The invention relates to an energy storage cylinder of a high-efficiency energy storage supercharger, which is characterized in that two independent chambers are separated by arranging partitions in the energy storage cylinder and are arranged in the chambers through a piston assembly. The first piston of the piston assembly divides the first chamber into a first air chamber and a first hydraulic storage chamber, and the second piston of the piston assembly divides the first chamber into a first air chamber and a first hydraulic storage chamber. The first air chamber and the second air chamber are communicated with the air tank, the first hydraulic storage chamber and the second hydraulic storage chamber are connected with a hydraulic cylinder of a hydraulic machine, and one of the hydraulic storage chambers can be further connected with the oil return tank. When the two hydraulic storage chambers are filled with hydraulic oil, the hydraulic oil in one hydraulic storage chamber is decompressed, and because the first piston and the second piston are connected and the air pressure values in the two air chambers are unchanged, the hydraulic oil in the other hydraulic storage chamber can obtain double oil pressure values. In conclusion, the invention has the advantages of high efficiency, strong applicability, high safety and the like.

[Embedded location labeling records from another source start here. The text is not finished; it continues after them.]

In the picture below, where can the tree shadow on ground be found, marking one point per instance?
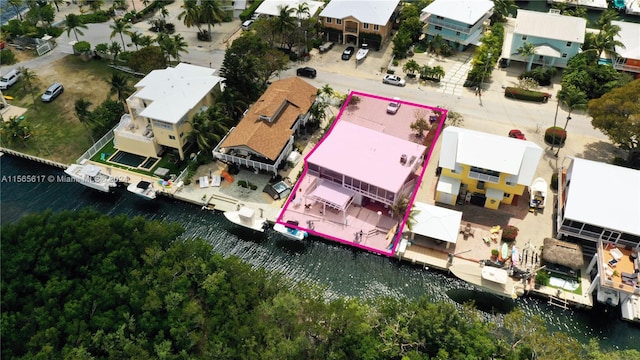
(599, 151)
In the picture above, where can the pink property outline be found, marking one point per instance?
(415, 192)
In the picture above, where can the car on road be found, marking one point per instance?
(393, 106)
(247, 25)
(52, 92)
(517, 134)
(307, 72)
(348, 53)
(393, 80)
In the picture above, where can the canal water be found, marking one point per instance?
(342, 271)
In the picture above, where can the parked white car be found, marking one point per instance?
(393, 106)
(393, 80)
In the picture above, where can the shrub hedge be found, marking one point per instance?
(528, 95)
(555, 136)
(246, 14)
(541, 75)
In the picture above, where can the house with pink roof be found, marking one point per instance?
(354, 181)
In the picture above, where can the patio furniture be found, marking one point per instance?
(467, 231)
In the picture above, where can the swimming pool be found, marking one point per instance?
(128, 159)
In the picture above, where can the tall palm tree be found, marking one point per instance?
(120, 86)
(180, 46)
(285, 22)
(190, 14)
(211, 13)
(115, 49)
(120, 26)
(606, 17)
(136, 38)
(16, 4)
(29, 77)
(527, 50)
(82, 112)
(574, 99)
(411, 67)
(74, 23)
(167, 45)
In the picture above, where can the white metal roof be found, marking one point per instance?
(629, 35)
(436, 222)
(464, 11)
(377, 12)
(172, 92)
(491, 152)
(272, 7)
(604, 195)
(550, 26)
(367, 155)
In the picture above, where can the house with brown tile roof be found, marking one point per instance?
(264, 137)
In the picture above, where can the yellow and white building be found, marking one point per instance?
(484, 169)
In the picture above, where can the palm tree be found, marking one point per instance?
(120, 86)
(284, 21)
(574, 99)
(82, 112)
(180, 46)
(606, 17)
(74, 22)
(28, 78)
(527, 50)
(136, 38)
(501, 8)
(411, 67)
(437, 72)
(120, 26)
(115, 49)
(16, 4)
(191, 14)
(167, 45)
(211, 13)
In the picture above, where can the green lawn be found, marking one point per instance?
(56, 132)
(167, 161)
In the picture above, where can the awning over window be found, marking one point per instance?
(333, 195)
(448, 185)
(495, 194)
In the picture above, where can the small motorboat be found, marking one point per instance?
(290, 231)
(538, 191)
(92, 176)
(143, 189)
(245, 216)
(362, 53)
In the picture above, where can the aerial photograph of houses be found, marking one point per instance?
(246, 177)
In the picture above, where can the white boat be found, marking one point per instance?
(91, 176)
(631, 309)
(246, 216)
(362, 52)
(144, 189)
(538, 191)
(290, 232)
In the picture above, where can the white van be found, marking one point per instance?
(9, 79)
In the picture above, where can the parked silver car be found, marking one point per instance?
(52, 92)
(393, 80)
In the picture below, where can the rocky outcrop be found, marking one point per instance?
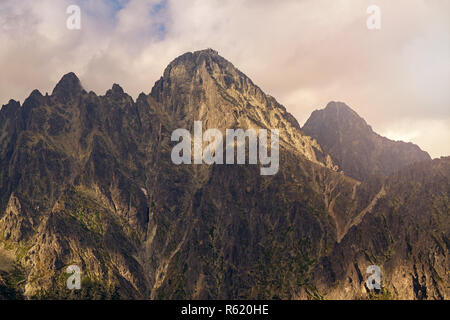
(355, 147)
(88, 180)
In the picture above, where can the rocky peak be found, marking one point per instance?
(68, 87)
(355, 147)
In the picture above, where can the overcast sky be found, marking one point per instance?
(305, 53)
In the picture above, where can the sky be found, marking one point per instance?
(305, 53)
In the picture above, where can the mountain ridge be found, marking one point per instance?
(88, 180)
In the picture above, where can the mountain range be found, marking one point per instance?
(88, 180)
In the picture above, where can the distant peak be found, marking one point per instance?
(339, 106)
(68, 86)
(116, 91)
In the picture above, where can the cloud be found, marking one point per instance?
(303, 52)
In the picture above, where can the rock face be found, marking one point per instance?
(353, 145)
(88, 180)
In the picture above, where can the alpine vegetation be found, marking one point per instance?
(213, 152)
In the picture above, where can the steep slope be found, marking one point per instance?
(89, 180)
(406, 235)
(353, 145)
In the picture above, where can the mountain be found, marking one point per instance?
(88, 180)
(355, 147)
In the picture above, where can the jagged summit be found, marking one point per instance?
(88, 180)
(355, 147)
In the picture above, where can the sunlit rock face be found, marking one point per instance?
(88, 180)
(355, 147)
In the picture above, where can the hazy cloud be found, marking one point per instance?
(305, 53)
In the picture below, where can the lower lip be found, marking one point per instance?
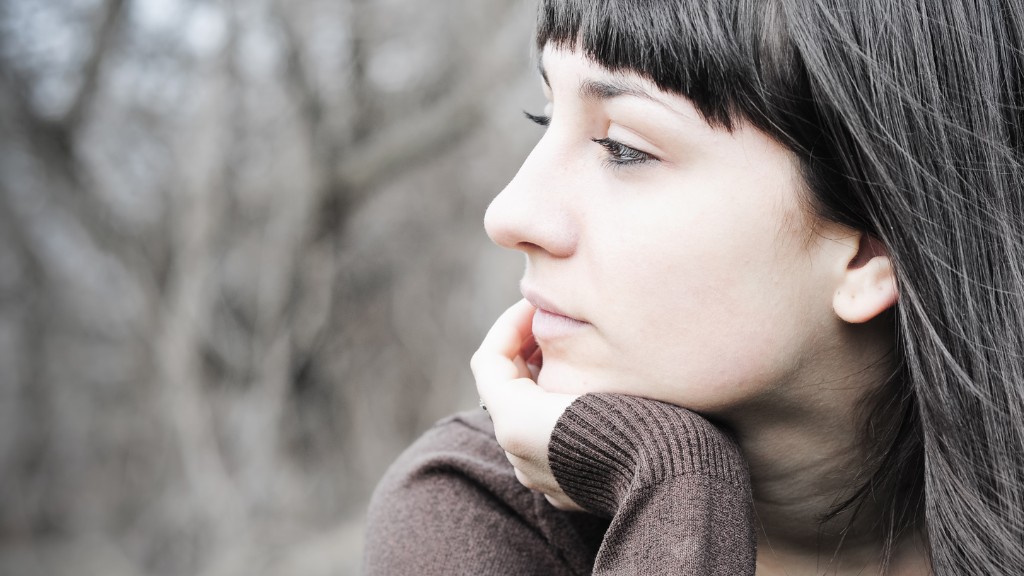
(548, 326)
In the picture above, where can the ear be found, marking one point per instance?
(868, 285)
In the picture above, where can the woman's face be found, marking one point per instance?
(668, 258)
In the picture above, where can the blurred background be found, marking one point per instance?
(242, 266)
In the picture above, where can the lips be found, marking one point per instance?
(550, 322)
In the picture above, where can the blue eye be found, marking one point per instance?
(622, 155)
(539, 120)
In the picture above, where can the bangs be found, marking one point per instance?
(730, 57)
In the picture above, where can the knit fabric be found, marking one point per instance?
(668, 494)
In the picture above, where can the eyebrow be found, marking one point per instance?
(606, 89)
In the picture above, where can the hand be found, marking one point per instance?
(523, 414)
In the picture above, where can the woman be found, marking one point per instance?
(773, 312)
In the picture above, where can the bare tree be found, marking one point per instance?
(241, 266)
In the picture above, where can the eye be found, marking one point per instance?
(622, 155)
(539, 120)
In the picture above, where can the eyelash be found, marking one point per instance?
(539, 120)
(620, 155)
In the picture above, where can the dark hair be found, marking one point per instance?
(906, 118)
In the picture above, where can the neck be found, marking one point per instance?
(807, 457)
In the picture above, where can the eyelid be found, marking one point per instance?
(621, 155)
(542, 120)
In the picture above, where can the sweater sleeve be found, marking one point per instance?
(676, 488)
(451, 504)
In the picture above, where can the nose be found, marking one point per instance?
(535, 212)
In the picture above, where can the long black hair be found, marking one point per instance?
(908, 122)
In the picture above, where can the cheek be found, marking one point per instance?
(712, 320)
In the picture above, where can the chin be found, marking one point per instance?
(558, 378)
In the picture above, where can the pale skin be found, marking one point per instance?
(679, 261)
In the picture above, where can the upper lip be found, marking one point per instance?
(541, 302)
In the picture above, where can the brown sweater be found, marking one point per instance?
(669, 494)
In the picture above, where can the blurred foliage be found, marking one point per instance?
(242, 265)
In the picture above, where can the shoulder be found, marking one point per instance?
(452, 503)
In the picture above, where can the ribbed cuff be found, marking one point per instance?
(606, 445)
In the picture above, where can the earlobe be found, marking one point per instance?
(868, 286)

The above embodiments are merely illustrative of the technical ideas and features of the present invention, and the purpose thereof is to enable those skilled in the art to understand the contents of the present invention and implement the present invention, and not to limit the protection scope of the present invention. All equivalent changes and modifications made according to the spirit of the present invention should be covered within the protection scope of the present invention.

Claims

1. An energy storage cylinder of a high-efficiency energy storage supercharger is provided with a closed cylinder body; the method is characterized in that:

the cylinder body is divided into a first cavity and a second cavity which are mutually independent through a partition, and a piston assembly is arranged in the cylinder body and comprises a first piston, a second piston and a connecting rod for connecting the first piston and the second piston; the connecting rod penetrates through and is connected with the partition in a sealing manner; wherein,

the first piston is positioned in the first chamber and is in sealing connection with the first chamber; the first piston divides the first chamber into a first air chamber and a first hydraulic storage chamber; the first air chamber is used for being communicated with an air tank, the first hydraulic storage chamber is provided with a first oil inlet and a first oil outlet which are integrally or independently arranged, and the first oil inlet is used for introducing hydraulic oil;

the second piston is positioned in the second chamber and is in sealed connection with the second chamber; the second piston divides the second chamber into a second air chamber and a second hydraulic pressure storage chamber; the second air chamber is communicated with the air tank, a second oil inlet and a second oil outlet which are integrated or independently arranged are formed in the second hydraulic storage chamber, and the second oil inlet is used for introducing hydraulic oil;

the first hydraulic storage chamber is arranged adjacent to the second chamber, or the first air chamber is arranged adjacent to the second hydraulic storage chamber;

the first oil outlet is used for being connected with an oil return tank or a hydraulic cylinder of hydraulic machinery, and the second oil outlet is used for being connected with the hydraulic cylinder of the hydraulic machinery; or the first oil outlet is used for being connected with a hydraulic cylinder of hydraulic machinery, and the second oil outlet is used for being connected with the oil return tank or the hydraulic cylinder of the hydraulic machinery.

2. The accumulator cylinder of an accumulator supercharger according to claim 1, characterised in that: the first oil inlet and the first oil outlet are independently arranged; the first oil inlet is used for being connected with an oil pump, and the first oil outlet is connected with an oil return tank or a hydraulic cylinder of hydraulic machinery through a first electric control valve.